Heart rate monitor; is it for you?

By: Falon Sweeney

Could wearing a heart rate monitor take your workout to the next level?

Whether you’ve taken only a few spin classes or you’ve logged some serious hours in the saddle, you’ve undoubtedly realized much of what a spin workout has to offer—it’s a great alternative to high-impact exercises like running, you love having the ability to tailor the workout to your own personal needs, and you end each class drenched in sweat. The list goes on. But do you ever wonder at what point your body goes from working hard to hardly working? For some of us, using our rate of perceived exertion (the scale used to approximate how hard you’re working) to measure our sweat is good enough. But for others who are seeking to know more about their body’s performance, a great option is to wear a heart rate monitor.

After I had been spinning consistently for a few months, I got to the point where I wanted to take the guesswork my workouts. One thing was for certain—I’d sweat like a dog—but I wanted to know what part of the ride worked me the hardest. Was it the hills, sprints, or jumps, or did they work me all the same? I also wanted to know my physical limits so that I could better decipher whether it was it my mind or my body craving during that final sprint set. Bottom line, I wanted to know how hard I was working so that I could push my workout to the next level and get as much out of my sixty minutes in saddle as I could. What’s more, I’m a skeptic—I never trust readings on cardio machines or the average calories burned for any activity. I needed something to quantify my results while improving my fitness. After doing a fair amount of research, I decided on the Polar FT4. I wanted something simple and easy to use that would give me an accurate reading of my heart rate and calories burned. I’ve worn it during nearly all of my workouts for five months and counting and I can honestly say it is one of the best fitness investments I’ve made.

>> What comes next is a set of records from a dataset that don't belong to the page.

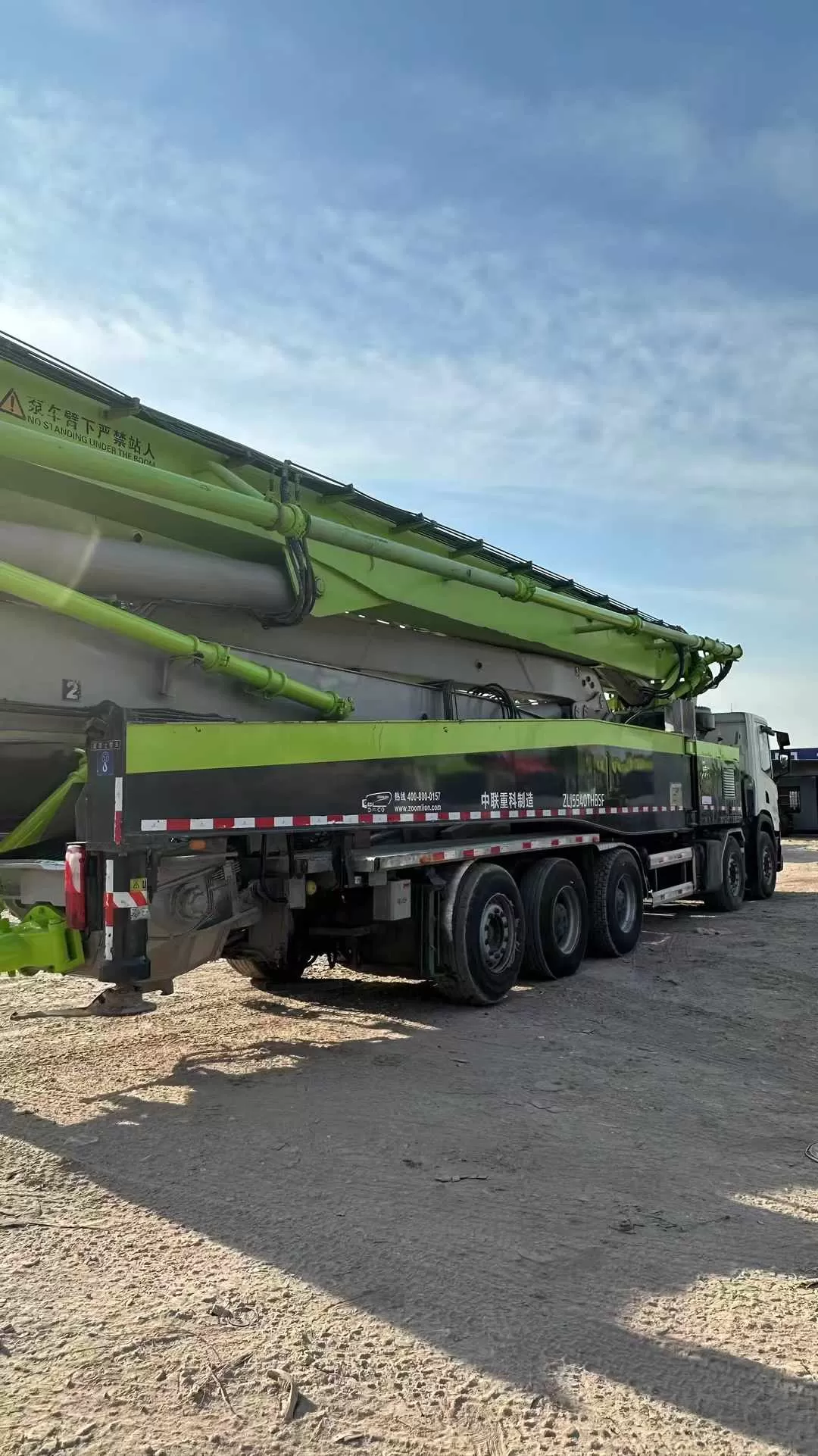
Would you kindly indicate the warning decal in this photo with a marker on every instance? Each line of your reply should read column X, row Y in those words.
column 118, row 437
column 11, row 405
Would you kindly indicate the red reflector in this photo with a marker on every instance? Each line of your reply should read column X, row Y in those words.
column 76, row 914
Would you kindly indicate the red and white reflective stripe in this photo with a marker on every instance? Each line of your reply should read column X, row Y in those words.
column 117, row 811
column 108, row 911
column 188, row 826
column 130, row 898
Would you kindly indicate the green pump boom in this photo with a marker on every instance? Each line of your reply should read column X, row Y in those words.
column 111, row 467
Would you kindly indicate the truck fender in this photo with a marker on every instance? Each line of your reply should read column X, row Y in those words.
column 713, row 858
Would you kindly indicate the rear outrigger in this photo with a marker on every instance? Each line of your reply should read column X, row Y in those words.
column 500, row 769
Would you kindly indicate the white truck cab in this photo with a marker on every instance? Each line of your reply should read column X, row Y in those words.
column 759, row 791
column 751, row 736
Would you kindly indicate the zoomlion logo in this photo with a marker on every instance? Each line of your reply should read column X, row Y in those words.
column 377, row 802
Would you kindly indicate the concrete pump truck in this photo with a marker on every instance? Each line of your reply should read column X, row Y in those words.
column 249, row 712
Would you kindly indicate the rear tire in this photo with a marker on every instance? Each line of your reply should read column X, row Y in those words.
column 557, row 919
column 617, row 903
column 766, row 867
column 271, row 976
column 482, row 933
column 729, row 895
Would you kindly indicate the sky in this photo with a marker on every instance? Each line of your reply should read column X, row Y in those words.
column 545, row 271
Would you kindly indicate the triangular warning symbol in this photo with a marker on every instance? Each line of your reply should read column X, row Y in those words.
column 11, row 405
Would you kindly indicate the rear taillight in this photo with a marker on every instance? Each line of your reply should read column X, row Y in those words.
column 76, row 914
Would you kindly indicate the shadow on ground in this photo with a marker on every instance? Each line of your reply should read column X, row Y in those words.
column 508, row 1184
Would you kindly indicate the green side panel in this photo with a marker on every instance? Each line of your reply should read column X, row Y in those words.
column 725, row 751
column 36, row 824
column 172, row 747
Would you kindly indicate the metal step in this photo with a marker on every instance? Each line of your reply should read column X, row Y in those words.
column 670, row 857
column 431, row 852
column 663, row 897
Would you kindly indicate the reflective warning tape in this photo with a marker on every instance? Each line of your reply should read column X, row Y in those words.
column 188, row 826
column 118, row 811
column 108, row 911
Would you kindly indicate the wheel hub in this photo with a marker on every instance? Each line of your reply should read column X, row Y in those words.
column 567, row 920
column 625, row 905
column 497, row 939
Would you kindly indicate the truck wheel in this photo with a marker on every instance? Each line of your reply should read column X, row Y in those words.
column 557, row 919
column 483, row 936
column 271, row 976
column 729, row 895
column 617, row 903
column 766, row 867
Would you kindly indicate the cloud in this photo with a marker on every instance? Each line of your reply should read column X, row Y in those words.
column 169, row 22
column 657, row 142
column 482, row 376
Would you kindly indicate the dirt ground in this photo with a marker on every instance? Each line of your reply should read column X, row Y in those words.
column 358, row 1219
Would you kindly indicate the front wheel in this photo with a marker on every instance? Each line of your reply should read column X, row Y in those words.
column 483, row 936
column 766, row 867
column 729, row 895
column 617, row 905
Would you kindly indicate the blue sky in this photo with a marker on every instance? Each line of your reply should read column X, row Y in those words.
column 546, row 271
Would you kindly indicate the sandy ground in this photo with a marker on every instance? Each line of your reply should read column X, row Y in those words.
column 357, row 1219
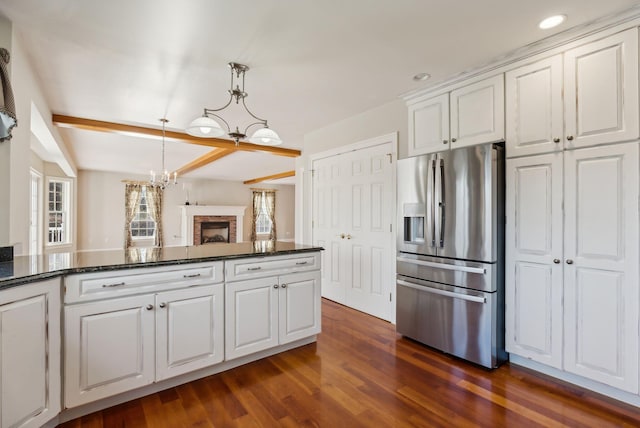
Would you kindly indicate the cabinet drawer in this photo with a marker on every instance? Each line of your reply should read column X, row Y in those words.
column 268, row 266
column 109, row 284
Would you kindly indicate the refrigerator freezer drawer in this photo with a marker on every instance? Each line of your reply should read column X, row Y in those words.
column 474, row 275
column 456, row 321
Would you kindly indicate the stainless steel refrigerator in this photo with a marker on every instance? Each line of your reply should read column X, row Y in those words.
column 450, row 262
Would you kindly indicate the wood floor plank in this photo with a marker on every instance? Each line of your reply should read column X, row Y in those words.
column 361, row 373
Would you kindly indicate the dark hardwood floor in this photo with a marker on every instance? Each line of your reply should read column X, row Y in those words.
column 360, row 373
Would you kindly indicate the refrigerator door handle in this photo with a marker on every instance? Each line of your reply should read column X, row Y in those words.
column 468, row 269
column 442, row 203
column 433, row 203
column 446, row 293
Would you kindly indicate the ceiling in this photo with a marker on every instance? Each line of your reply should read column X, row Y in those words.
column 312, row 63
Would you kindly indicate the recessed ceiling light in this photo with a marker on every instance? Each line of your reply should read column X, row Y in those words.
column 421, row 76
column 552, row 21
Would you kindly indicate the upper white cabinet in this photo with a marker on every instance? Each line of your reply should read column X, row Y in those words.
column 600, row 103
column 477, row 113
column 601, row 91
column 429, row 125
column 534, row 118
column 469, row 115
column 30, row 354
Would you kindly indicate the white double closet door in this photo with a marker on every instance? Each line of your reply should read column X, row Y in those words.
column 353, row 209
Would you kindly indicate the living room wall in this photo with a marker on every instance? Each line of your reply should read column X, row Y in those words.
column 101, row 207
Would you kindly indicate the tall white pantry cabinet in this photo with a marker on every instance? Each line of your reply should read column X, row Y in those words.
column 572, row 300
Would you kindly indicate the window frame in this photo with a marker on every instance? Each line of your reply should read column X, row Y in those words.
column 66, row 204
column 263, row 213
column 141, row 238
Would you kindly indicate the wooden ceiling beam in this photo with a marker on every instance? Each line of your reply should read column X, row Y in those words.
column 203, row 160
column 271, row 177
column 119, row 128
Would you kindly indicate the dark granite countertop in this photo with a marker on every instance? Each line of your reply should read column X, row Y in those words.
column 25, row 269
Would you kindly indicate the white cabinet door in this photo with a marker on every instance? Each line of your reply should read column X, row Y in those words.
column 601, row 91
column 429, row 125
column 601, row 264
column 299, row 306
column 533, row 258
column 109, row 348
column 534, row 109
column 477, row 113
column 30, row 354
column 251, row 316
column 189, row 330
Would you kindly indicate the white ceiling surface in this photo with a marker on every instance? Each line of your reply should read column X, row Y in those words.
column 312, row 62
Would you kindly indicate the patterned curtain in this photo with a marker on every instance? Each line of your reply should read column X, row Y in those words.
column 257, row 203
column 270, row 197
column 154, row 203
column 132, row 192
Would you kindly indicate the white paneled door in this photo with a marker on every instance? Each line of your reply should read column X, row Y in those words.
column 354, row 201
column 601, row 264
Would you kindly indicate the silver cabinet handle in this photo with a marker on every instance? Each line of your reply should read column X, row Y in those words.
column 195, row 275
column 446, row 293
column 119, row 284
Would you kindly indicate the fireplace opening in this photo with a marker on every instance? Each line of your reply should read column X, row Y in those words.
column 214, row 232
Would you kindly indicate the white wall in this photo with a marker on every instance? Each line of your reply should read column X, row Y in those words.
column 16, row 155
column 101, row 207
column 388, row 118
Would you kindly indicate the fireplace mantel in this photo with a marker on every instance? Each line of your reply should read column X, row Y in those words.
column 191, row 211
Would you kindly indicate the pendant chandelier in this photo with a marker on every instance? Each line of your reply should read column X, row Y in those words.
column 164, row 178
column 208, row 127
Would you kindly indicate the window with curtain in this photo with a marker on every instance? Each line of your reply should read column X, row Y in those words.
column 263, row 225
column 143, row 214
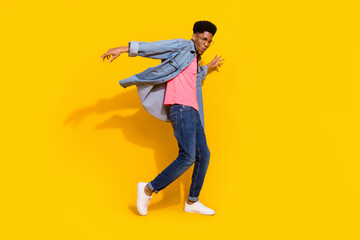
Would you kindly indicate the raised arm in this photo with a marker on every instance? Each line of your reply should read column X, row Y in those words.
column 115, row 52
column 159, row 49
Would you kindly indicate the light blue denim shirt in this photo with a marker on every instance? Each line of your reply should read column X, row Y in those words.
column 175, row 56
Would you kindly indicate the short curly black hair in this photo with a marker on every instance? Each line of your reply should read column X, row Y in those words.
column 202, row 26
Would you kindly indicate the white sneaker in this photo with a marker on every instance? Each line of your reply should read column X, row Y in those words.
column 198, row 207
column 142, row 199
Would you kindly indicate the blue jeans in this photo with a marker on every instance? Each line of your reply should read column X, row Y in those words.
column 193, row 148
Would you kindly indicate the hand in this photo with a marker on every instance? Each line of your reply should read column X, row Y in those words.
column 115, row 52
column 216, row 62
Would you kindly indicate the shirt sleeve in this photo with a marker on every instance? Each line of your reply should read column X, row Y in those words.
column 159, row 49
column 203, row 72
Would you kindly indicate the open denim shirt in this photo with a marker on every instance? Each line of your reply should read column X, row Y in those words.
column 175, row 56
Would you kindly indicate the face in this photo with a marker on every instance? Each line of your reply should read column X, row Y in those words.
column 202, row 41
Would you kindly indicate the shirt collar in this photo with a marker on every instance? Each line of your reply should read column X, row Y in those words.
column 192, row 48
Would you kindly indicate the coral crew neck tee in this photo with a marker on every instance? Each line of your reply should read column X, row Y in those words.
column 182, row 88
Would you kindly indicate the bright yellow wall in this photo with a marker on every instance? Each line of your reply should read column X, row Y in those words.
column 282, row 121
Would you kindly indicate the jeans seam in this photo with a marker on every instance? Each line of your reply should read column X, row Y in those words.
column 197, row 172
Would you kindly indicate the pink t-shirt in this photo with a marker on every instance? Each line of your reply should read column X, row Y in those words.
column 182, row 88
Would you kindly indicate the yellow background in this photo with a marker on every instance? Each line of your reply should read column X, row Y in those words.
column 281, row 119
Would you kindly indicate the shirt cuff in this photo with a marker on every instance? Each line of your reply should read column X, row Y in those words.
column 133, row 48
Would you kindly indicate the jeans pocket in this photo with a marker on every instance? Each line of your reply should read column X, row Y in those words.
column 173, row 119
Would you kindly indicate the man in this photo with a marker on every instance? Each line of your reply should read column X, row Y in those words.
column 172, row 91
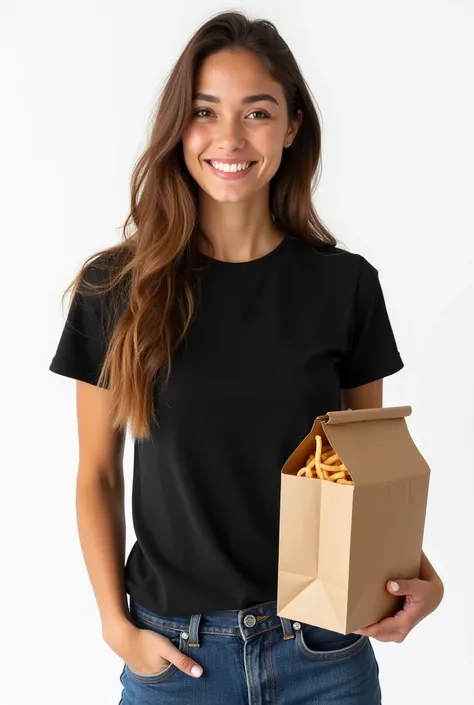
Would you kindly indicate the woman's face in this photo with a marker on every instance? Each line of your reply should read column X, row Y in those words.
column 230, row 123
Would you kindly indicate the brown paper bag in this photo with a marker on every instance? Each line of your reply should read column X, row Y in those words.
column 339, row 544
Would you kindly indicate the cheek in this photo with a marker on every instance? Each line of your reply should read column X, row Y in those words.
column 194, row 143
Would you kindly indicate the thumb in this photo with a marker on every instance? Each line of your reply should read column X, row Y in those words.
column 180, row 660
column 401, row 587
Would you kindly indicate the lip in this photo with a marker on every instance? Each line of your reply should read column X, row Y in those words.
column 230, row 175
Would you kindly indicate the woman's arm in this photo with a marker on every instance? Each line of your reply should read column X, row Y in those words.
column 100, row 503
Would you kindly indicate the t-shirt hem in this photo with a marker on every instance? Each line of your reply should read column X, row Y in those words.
column 373, row 375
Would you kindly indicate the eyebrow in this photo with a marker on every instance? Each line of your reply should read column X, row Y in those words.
column 248, row 99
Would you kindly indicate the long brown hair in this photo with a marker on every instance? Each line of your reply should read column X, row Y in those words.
column 149, row 274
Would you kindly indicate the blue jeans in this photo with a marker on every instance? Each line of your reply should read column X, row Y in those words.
column 253, row 657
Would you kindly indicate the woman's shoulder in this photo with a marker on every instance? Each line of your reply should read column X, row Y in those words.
column 319, row 251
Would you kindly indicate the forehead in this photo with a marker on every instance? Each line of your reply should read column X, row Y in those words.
column 233, row 71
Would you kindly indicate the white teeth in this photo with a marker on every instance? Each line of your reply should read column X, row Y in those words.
column 220, row 166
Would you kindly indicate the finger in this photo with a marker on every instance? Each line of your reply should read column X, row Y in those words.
column 405, row 587
column 392, row 625
column 180, row 660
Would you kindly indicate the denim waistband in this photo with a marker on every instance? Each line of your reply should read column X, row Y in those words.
column 245, row 623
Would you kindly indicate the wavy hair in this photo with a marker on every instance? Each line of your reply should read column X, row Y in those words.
column 150, row 274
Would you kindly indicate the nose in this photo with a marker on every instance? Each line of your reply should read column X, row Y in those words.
column 229, row 135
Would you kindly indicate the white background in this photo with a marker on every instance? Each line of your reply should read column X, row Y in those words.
column 393, row 81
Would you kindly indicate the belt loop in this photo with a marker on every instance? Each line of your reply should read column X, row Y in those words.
column 288, row 632
column 194, row 630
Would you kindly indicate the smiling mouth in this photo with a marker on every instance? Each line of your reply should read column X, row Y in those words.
column 231, row 173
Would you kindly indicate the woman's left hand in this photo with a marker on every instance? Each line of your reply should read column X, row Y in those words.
column 421, row 598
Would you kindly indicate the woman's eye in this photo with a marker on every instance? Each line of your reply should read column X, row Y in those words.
column 206, row 110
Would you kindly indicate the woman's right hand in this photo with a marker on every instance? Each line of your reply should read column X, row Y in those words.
column 147, row 652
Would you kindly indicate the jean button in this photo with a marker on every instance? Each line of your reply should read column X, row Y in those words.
column 249, row 620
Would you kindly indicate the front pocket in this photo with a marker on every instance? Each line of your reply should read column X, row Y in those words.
column 321, row 644
column 141, row 621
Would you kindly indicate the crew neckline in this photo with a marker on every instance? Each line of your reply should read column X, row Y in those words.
column 248, row 263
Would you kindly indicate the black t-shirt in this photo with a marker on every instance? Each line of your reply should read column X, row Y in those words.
column 272, row 343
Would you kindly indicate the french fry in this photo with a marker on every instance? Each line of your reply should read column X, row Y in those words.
column 325, row 464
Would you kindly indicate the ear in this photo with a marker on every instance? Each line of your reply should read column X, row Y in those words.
column 295, row 125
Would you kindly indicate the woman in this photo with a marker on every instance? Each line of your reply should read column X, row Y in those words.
column 217, row 330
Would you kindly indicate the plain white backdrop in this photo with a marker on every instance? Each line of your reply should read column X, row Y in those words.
column 393, row 81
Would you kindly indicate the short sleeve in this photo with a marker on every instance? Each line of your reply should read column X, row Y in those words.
column 82, row 346
column 372, row 351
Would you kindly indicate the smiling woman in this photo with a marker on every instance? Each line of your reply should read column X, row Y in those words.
column 243, row 120
column 212, row 338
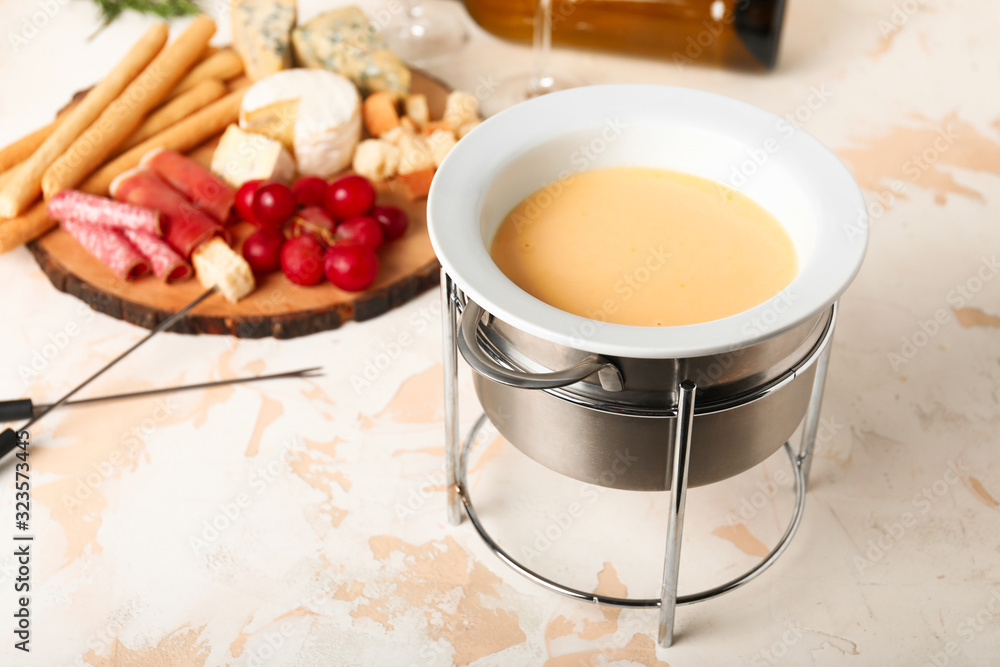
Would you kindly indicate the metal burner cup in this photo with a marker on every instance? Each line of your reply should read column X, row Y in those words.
column 662, row 408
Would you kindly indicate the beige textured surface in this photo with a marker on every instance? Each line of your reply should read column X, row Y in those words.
column 331, row 546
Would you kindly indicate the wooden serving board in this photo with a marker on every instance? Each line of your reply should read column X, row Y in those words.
column 278, row 307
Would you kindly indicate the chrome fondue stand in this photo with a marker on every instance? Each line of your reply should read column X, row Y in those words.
column 457, row 459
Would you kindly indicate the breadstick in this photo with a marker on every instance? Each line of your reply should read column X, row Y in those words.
column 6, row 176
column 21, row 150
column 193, row 131
column 224, row 65
column 177, row 109
column 26, row 185
column 26, row 227
column 125, row 114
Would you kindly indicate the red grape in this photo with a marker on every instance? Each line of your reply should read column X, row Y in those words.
column 393, row 221
column 302, row 260
column 363, row 230
column 309, row 191
column 349, row 196
column 244, row 200
column 262, row 250
column 350, row 265
column 273, row 204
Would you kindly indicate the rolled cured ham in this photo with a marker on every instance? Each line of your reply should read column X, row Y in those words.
column 206, row 190
column 167, row 265
column 185, row 226
column 94, row 210
column 110, row 247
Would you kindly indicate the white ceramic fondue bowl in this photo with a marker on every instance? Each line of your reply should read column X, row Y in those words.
column 781, row 167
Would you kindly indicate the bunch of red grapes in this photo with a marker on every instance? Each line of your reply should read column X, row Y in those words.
column 314, row 229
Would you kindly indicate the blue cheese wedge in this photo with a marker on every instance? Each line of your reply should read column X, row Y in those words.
column 343, row 41
column 261, row 33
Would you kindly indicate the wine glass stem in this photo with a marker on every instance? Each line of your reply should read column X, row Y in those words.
column 541, row 74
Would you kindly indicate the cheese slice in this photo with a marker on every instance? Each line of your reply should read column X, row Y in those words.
column 244, row 156
column 315, row 113
column 261, row 34
column 218, row 265
column 344, row 41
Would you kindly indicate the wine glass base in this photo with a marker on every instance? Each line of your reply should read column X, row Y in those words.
column 427, row 34
column 521, row 87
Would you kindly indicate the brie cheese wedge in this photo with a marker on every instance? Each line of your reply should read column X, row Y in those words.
column 316, row 114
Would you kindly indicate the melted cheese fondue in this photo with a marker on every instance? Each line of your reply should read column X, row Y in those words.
column 646, row 247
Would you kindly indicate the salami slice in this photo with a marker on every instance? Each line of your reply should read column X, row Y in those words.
column 109, row 246
column 206, row 190
column 167, row 265
column 93, row 210
column 185, row 226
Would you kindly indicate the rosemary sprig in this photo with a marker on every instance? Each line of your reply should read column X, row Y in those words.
column 168, row 9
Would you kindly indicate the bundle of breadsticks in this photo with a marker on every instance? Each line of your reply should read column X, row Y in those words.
column 160, row 95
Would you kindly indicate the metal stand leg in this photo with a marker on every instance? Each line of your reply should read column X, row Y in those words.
column 675, row 522
column 452, row 446
column 811, row 426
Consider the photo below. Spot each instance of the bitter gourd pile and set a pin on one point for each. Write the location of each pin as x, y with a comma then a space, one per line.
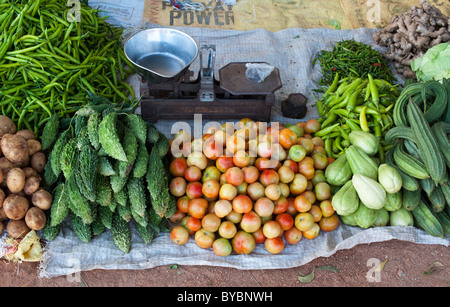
106, 169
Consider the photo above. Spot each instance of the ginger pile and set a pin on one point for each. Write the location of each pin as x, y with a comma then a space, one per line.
409, 35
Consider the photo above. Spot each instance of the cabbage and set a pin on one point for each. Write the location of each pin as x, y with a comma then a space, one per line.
434, 64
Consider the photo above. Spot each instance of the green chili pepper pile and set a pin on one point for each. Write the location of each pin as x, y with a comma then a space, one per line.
49, 65
355, 104
355, 59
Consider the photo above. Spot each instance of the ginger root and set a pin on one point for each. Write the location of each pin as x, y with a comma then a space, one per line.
409, 35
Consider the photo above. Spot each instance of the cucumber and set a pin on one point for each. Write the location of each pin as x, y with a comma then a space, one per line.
426, 219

Of course, wearing a heart rate monitor is only one way to improve your personal fitness, as it keeps you in the know about your body during a workout. Improvement is difficult to quantify and can only truly be measured by the way you feel physically and mentally. So heart rate monitor or not, do continue to challenge yourself and keep your intensity moving with the flow of the class and the beat of the music. Remember that it’s not only about a little number on your wrist, but how far you’ve come since yesterday.